Eurowizja 2026 odbędzie się w Austrii – a dokładniej w Wiedniu – po triumfie artysty JJ. Choć finał dopiero 16 maja, a półfinały zaplanowano na 12 i 14 maja, dyskusja na temat polskiego reprezentanta ruszyła pełną parą.
Wśród kandydatów w przestrzeni medialnej przewijają się najgorętsze nazwiska polskiej sceny: Ralph Kaminski, Mery Spolsky, Michał Szpak czy młode gwiazdy, które Eurowizję już znają od podszewki – Viki Gabor, Roxie Węgiel oraz Sara James. To zestawienie rozbudza emocje zarówno fanów, jak i krytyków – jedni domagają się nowoczesnego brzmienia, inni marzą o powrocie do klasycznych, wokalnych popisów.
Spekulacje wokół “The Voice of Poland”
Od kilku tygodni największe zamieszanie wywoływała pogłoska, że TVP planuje wyłonić polskiego reprezentanta poprzez program “The Voice of Poland”. Podobne rozwiązanie telewizja zastosowała w przypadku Eurowizji Junior, gdzie zwycięzca “The Voice Kids” automatycznie zyskuje prawo do reprezentowania Polski. To właśnie w ten sposób do Gruzji wyjedzie w tym roku Marianna Kłos, finalistka dziecięcej edycji show.
Czy więc taki sam scenariusz miał czekać dorosłą Eurowizję? Fani zaczęli spekulować, a portale branżowe prześcigały się w interpretacjach.
- Przeczytaj również: Polacy oszaleli na punkcie tego serialu. Ponad milion widzów przed ekranami!
TVP zabiera głos. “Nie ma takiego planu”
W końcu sprawę przecięła Telewizja Polska. Jak podał profil Let’s Talk About ESC, powołując się na rozmowy z przedstawicielami TVP: „Ten format nie będzie służył wyborowi reprezentanta na Eurowizję 2026. Takie zapewnienie uzyskałem u decydentów w kontekście naszych muzycznych planów” – czytamy w komunikacie.
To oznacza jedno: kandydat na Eurowizję zostanie wyłoniony w inny sposób.
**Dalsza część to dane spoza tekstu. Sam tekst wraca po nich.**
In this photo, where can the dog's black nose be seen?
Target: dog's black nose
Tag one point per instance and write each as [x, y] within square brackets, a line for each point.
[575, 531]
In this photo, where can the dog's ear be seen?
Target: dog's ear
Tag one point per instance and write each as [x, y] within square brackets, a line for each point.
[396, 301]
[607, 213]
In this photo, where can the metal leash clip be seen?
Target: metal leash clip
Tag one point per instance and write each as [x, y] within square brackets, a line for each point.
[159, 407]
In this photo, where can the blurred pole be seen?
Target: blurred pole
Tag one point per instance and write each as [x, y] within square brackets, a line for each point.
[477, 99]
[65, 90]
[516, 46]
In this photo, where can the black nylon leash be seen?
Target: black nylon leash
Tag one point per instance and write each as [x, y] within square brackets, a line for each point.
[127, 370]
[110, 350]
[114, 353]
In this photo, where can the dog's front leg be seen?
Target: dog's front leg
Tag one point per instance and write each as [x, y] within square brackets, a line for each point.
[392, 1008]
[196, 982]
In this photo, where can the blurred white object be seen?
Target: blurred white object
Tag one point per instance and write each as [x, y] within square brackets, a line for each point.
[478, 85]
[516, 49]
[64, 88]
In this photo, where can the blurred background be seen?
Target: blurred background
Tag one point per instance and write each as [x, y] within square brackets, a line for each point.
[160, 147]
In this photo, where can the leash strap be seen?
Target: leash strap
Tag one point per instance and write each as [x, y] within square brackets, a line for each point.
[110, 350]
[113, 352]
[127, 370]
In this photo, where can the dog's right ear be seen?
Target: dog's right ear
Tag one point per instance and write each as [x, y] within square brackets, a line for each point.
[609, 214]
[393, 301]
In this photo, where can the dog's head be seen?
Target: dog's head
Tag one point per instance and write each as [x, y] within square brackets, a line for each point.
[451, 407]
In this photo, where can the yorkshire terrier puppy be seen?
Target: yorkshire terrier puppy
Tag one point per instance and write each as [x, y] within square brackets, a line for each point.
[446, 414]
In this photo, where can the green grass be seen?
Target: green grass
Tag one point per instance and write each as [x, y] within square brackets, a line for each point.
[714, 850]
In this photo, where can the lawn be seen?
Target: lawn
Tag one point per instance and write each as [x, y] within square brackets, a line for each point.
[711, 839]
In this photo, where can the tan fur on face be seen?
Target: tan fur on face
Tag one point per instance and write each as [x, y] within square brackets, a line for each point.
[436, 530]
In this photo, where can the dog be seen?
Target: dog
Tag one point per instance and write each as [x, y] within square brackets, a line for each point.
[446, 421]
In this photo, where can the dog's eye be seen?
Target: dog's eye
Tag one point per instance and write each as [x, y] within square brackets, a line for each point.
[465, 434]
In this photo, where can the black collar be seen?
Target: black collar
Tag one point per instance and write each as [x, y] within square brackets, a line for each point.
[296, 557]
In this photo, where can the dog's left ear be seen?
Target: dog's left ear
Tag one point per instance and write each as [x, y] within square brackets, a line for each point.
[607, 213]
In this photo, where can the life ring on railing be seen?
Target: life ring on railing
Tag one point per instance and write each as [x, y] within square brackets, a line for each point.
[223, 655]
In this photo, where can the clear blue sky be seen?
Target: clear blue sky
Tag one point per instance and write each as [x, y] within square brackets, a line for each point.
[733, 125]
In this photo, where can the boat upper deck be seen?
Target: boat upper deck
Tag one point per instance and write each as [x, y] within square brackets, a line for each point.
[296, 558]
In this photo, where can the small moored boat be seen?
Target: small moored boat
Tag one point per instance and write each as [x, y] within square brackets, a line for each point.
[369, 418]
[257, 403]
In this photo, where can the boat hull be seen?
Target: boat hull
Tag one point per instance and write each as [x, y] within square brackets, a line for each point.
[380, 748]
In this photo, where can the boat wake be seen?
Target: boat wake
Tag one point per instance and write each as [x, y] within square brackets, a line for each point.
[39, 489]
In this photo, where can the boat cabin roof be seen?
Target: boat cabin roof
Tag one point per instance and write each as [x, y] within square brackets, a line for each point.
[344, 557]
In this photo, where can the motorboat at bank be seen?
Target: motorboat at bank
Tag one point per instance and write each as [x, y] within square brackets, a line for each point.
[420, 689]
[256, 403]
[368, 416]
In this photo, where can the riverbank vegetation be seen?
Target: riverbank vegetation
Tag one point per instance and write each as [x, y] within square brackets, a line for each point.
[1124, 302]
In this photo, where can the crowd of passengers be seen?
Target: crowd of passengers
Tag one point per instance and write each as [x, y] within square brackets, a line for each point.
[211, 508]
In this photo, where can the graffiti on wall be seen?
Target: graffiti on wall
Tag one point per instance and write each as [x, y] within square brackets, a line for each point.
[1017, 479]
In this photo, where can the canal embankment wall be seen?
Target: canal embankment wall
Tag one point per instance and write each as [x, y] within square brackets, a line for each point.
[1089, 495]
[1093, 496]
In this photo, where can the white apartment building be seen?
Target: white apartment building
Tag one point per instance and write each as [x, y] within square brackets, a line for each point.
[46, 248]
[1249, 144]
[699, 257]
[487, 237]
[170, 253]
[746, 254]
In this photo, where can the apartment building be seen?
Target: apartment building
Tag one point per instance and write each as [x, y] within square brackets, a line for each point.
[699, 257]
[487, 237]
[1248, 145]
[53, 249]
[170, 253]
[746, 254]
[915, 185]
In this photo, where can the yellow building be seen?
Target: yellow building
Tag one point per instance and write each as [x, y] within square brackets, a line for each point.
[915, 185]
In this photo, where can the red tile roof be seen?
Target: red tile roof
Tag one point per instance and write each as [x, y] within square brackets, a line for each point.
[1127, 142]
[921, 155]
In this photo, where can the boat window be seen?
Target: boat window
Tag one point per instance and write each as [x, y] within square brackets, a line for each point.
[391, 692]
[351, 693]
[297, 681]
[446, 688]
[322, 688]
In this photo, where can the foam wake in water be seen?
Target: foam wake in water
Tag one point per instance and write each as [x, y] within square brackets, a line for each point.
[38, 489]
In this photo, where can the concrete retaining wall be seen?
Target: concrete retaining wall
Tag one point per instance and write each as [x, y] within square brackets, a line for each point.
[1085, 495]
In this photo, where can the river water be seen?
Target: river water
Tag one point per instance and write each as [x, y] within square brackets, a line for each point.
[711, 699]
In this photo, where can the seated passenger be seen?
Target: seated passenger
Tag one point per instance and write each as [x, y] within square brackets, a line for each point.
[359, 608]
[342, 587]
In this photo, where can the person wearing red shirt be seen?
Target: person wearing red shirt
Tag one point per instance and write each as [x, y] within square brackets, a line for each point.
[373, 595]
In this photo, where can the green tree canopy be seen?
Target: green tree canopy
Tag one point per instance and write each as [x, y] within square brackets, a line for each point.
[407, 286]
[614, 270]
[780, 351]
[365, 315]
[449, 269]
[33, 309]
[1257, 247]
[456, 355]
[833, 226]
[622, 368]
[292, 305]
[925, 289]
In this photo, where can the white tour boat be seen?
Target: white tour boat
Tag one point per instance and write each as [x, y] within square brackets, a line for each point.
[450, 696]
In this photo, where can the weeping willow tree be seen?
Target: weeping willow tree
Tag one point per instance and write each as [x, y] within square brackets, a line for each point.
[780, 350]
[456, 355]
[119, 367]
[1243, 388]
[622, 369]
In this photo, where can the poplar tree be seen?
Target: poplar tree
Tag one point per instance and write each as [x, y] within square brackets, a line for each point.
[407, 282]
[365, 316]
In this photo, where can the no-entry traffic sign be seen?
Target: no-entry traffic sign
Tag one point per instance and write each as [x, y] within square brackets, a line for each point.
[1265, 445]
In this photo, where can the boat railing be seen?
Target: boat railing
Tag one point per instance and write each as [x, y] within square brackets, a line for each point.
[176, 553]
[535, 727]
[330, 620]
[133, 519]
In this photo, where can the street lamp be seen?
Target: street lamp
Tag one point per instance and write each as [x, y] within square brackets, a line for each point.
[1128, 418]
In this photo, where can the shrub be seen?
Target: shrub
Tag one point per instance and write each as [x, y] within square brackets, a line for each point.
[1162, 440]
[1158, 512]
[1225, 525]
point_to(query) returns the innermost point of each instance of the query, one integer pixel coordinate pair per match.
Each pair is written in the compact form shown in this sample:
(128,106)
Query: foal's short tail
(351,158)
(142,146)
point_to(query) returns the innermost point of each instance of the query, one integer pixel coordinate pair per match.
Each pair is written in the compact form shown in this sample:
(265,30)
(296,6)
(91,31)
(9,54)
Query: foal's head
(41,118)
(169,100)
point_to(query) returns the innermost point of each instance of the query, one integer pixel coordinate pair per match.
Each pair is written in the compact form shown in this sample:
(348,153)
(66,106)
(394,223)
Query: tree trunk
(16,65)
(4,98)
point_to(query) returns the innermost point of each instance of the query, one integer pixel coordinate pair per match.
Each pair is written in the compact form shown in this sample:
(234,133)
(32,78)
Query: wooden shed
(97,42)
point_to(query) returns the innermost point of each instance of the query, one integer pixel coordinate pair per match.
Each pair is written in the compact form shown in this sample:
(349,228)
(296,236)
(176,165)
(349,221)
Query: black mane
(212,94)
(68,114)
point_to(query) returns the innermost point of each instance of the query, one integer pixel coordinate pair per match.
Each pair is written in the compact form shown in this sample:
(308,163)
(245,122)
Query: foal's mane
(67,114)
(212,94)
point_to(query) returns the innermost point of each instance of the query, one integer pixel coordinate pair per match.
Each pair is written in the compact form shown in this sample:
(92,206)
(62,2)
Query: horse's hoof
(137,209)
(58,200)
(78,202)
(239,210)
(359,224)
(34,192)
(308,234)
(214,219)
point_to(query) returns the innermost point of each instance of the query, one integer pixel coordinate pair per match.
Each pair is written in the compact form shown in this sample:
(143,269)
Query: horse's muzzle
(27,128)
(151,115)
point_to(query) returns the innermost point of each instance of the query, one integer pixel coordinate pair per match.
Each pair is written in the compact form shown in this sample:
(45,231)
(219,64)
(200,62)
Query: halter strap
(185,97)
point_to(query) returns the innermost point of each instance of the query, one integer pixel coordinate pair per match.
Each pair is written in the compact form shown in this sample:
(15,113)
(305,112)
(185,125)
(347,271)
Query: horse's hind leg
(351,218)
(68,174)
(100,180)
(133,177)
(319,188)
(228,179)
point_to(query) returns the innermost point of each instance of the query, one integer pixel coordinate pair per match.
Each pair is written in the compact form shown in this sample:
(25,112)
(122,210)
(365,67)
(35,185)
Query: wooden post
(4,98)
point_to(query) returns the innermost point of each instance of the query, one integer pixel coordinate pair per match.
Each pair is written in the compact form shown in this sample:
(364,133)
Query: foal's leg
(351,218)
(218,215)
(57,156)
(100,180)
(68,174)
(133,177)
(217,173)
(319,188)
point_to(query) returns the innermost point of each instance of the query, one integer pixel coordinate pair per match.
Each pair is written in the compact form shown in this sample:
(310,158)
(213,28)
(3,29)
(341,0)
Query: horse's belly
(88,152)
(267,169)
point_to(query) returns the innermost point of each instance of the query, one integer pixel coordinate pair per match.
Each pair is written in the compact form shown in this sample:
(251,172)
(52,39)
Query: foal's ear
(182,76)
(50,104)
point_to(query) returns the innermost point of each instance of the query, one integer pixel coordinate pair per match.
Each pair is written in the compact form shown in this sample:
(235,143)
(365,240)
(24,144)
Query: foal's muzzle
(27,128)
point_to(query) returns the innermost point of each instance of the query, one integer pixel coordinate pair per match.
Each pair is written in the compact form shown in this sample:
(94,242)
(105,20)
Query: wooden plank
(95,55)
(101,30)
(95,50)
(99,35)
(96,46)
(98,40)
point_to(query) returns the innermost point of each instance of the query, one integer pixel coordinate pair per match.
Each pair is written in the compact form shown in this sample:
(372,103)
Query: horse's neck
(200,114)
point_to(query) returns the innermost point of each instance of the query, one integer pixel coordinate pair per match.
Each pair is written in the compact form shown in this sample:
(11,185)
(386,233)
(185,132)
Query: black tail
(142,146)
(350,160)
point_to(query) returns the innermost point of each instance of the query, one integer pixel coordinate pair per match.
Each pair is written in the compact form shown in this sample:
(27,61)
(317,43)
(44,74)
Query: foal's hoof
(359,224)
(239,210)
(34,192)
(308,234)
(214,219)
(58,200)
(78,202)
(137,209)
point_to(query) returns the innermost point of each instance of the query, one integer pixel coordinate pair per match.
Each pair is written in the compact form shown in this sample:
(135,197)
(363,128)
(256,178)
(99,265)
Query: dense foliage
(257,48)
Historia pokazuje, że najczęściej TVP organizowała koncert preselekcyjny, do którego zapraszano artystów powiązanych z dużymi wytwórniami, a także uczestników programów talent show.
Co dalej? Preselekcje i kolejne emocje
Oficjalne dementi TVP nie ucina całej dyskusji – wręcz przeciwnie. Teraz zacznie się gorący okres spekulacji o tym, kto wystąpi w preselekcjach i jaką drogą artyści będą mogli powalczyć o bilet do Wiednia. Jedno jest pewne: Eurowizja 2026 już rozpala polską scenę muzyczną, choć na decyzję o ostatecznym reprezentancie musimy jeszcze poczekać.
- Eurowizja 2026 odbędzie się w Wiedniu – półfinały 12 i 14 maja, finał 16 maja.
- Wśród potencjalnych kandydatów wymienia się m.in. Ralpha Kaminskiego, Mery Spolsky, Michała Szpaka, Viki Gabor, Roxie Węgiel i Sarę James.
- TVP dementuje plotki – reprezentant Polski nie zostanie wyłoniony w “The Voice of Poland”.
- Najbardziej prawdopodobny scenariusz to koncert preselekcyjny, jak w poprzednich latach.